PubMedTempGraph

Contributors:

Daniel Bogacz (GitHub alias 'bgzdaniel')
Kenneth Styppa (GitHub alias 'KennyLoRI' and 'Kenneth Styppa')

Remark: Joint work is committed with both names in the commit message

Overview

This project utilizes a combination of Langchain, ChromaDB, and llama.cpp to build a retrieval augmented generation system for medical question answering. The project is structured into modular pipelines that can be run end-2-end to first obtain the data, preprocess and embed the data, and later perform queries to interact with the retrieved information similar to a Q&A chatbot. Said chatbot contains two answer modes, a research mode and an overview mode. In the research mode, the user's question is answered using the latest research as context. In the overview mode a timeline overview of research relevant to the user's query is generated.

Technologies Used

Langchain: Langchain is a framework for developing applications powered by language models, including information retrievers, text generation pipelines and other wrappers to facilitate a seamless integration of LLM-related open-source software.
ChromaDB: Chroma DB is an open-source vector storage system designed for efficiently storing and retrieving vector embeddings.
llama.cpp: llama.cpp implements Meta's LLaMa2 architecture in efficient C/C++ to enable a fast local runtime.

Installation & set-up

Prerequisites:
- Ensure you have Python installed on your system. Your Python version should match 3.10.
- Ensure to have conda installed on your system.
- Create a folder where you want to store the project.
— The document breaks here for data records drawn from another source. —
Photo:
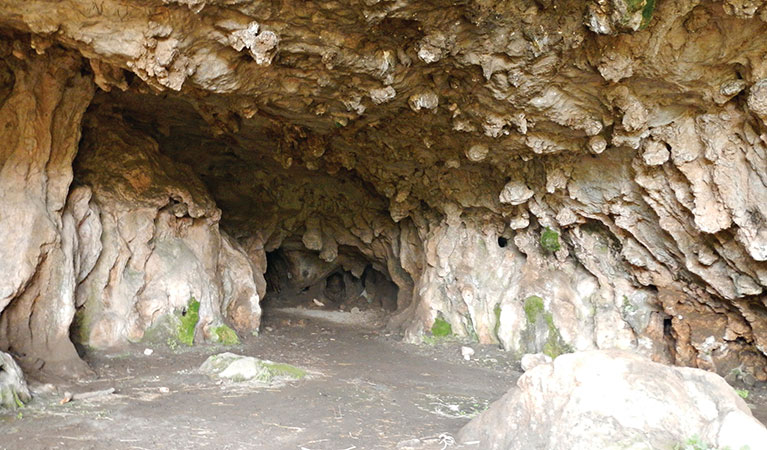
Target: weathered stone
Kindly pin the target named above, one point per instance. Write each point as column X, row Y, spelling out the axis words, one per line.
column 350, row 125
column 13, row 387
column 615, row 399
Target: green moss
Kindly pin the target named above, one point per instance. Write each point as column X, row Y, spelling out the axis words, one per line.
column 647, row 12
column 441, row 328
column 284, row 370
column 646, row 6
column 189, row 321
column 628, row 307
column 535, row 312
column 533, row 308
column 470, row 331
column 20, row 404
column 497, row 312
column 226, row 335
column 550, row 240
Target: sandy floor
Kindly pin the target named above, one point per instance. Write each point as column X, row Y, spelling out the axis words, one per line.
column 368, row 391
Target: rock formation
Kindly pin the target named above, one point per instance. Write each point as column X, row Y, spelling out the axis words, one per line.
column 550, row 176
column 615, row 399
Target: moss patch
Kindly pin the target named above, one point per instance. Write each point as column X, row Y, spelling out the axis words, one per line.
column 646, row 6
column 226, row 335
column 647, row 13
column 536, row 313
column 550, row 240
column 441, row 328
column 533, row 308
column 496, row 329
column 189, row 321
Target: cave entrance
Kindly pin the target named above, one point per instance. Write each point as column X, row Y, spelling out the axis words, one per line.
column 298, row 278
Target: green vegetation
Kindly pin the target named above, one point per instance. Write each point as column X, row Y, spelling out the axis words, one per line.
column 550, row 240
column 226, row 335
column 533, row 308
column 534, row 312
column 189, row 321
column 696, row 443
column 647, row 7
column 441, row 328
column 497, row 312
column 19, row 403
Create a Conda Environment:

Create a conda environment
Activate the environment

conda create --name your_project_env python=3.10
conda activate your_project_env

Clone the Repository into your working directory:

git clone git@github.com:bgzdaniel/PubMedTempGraph.git

When using Mac set pgk_config path:

export PKG_CONFIG_PATH="/opt/homebrew/opt/openblas/lib/pkgconfig"

then switch to the working directory of the project:

cd PubMedTempGraph

Install Dependencies:
```
pip install -r requirements.txt
```
Llama.cpp GPU installation: (When using CPU only, skip this step.)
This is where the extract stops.